New Mexico will hold hearings in the coming weeks about restarting excavation of a new utility shaft at the Waste Isolation Pilot Plant near Carlsbad, the Department of Energy’s manager for the transuranic waste disposal site told state lawmakers in a virtual briefing Tuesday.
Reinhard Knerr, the DOE’s manager of the Carlsbad Field Office that oversees the Waste Isolation Pilot Plant (WIPP), mentioned the impending hearing Tuesday morning during an annual briefing for the New Mexico legislature, which this year was held via video conference because of the ongoing COVID-19 pandemic.
WIPP prime Nuclear Waste Partnership was also participating in the meeting, which was ongoing at the deadline for Weapons Complex Morning Briefing.
New Mexico in October refused to renew a 120-day temporary authorization to continue work on the underground shaft, citing COVID-19 infections in southern New Mexico and at WIPP, Knerr said.
The multipurpose shaft would provide an alternate entry to the salt mine and enhance the planned Safety Significant Confinement Ventilation System, an airflow project that is being re-baselined after Nuclear Waste Partnership terminated a subcontractor agreement in August.

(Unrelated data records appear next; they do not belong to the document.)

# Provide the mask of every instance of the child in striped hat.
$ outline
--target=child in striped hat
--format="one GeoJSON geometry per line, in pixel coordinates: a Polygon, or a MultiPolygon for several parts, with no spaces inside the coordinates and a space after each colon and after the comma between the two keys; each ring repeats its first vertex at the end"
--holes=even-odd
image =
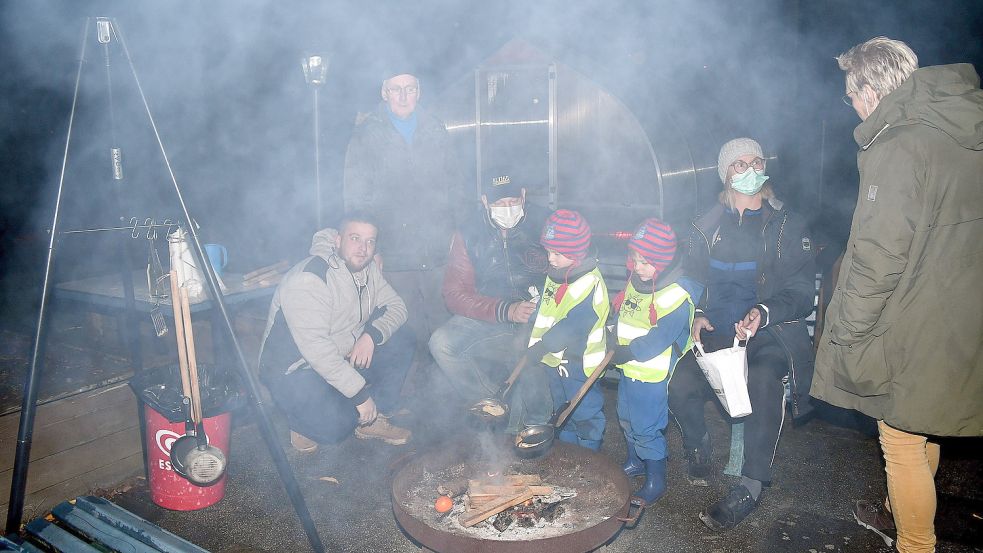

On a different topic, Knerr said that WIPP will start to receive shipments of transuranic waste from Waste Control Specialists in Andrews County, Texas soon.
The waste was rerouted to Texas in 2014 as a result of the February 2014 underground radiation leak at WIPP that effectively closed the mine for about three years. There could be up to 24 shipments from Waste Control Specialists over the coming 12 months, the Carlsbad field office manager said. The waste was potentially ignitable and Texas officials have been pushing DOE to remove it from the commercially operated facility in Andrews.
In addition, Knerr said that WIPP has a planned two-month maintenance outage scheduled to start in about a week.